Monetary policy

The art of monetary policy

The Fed concluded the two-day policy meeting yesterday. It is a challenge meeting for the Fed for two reasons. A) decision to start tapering asset purchases while the the course of COVID remains uncertain; B) controversial views on the nature of elevated inflation in the US and around the world, and narratives by bond players who strongly argue a rate hike needs to be as soon as imminent.

Well, the Fed did an excellent job. Conducting monetary policies is not only a skill, it is an art, especially this time. Remember under the last tapering under Bernanke the market responded by a deep sale off. Yesterday the market was up, making all three US major stock index record highs.

The FOMC holds firmly its view on inflation by emphasizing the T-Word. “Inflation is elevated, largely reflecting factors that are expected to be transitory.” The Fed thought sizeable price increases are contributed by supply and demand imbalances related to the pandemic and the reopening of the economy.

Second, in tapering the asset purchase, the Fed decided a 15 billion dollar reduction per month for November and December, but will leave flexibility on the pace of purchases and is prepared to adjust it based on economic outlook. It shows that the Fed is cautious in tapering and exhibits a true data dependent approach.

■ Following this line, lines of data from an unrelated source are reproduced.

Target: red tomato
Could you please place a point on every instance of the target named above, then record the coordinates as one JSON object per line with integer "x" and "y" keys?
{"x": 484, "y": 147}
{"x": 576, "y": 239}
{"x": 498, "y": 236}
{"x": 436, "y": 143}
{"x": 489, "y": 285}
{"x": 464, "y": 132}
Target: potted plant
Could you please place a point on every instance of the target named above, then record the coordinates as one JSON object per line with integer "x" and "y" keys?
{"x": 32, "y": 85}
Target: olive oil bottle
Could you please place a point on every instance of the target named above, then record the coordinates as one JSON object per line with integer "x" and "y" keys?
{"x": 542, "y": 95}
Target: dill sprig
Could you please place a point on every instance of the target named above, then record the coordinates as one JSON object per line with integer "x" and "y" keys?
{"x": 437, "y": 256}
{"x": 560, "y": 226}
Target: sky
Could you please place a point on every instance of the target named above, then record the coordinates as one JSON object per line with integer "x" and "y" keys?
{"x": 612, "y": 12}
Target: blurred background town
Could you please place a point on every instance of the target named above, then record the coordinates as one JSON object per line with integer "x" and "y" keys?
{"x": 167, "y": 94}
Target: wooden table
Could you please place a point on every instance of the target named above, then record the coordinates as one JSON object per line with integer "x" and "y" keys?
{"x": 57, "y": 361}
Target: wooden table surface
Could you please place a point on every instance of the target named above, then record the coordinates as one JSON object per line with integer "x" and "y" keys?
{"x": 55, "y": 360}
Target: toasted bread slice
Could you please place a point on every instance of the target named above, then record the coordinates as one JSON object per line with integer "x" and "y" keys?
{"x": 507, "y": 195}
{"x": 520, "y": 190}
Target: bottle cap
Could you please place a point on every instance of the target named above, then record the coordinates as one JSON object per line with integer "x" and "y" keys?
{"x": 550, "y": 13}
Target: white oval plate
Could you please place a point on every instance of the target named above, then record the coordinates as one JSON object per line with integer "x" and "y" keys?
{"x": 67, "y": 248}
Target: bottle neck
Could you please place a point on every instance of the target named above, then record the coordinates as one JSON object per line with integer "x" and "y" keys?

Third, chair Powell made clear once again at the press conference that rate hike is not necessarily imminent after the completion of tapering which is expected in middle of 2022. The decision of tapering “does not imply any direct signals regarding to our interest rate policy”. Rate hike will be based on a different set of criteria, in particular further improvement in labour market.

In summary, the inflation is high and will last a little long, but the inflation is largely due to supply-demand imbalance. The monetary policies “can not resolve that imbalance” therefore the Fed will not change its interest rate policy while it has room to improve employment. With that, the central bank remains to be a friend of the market. The biggest risk, in my view, is the course of COVID, if it changes suddenly, whether for good or for bad.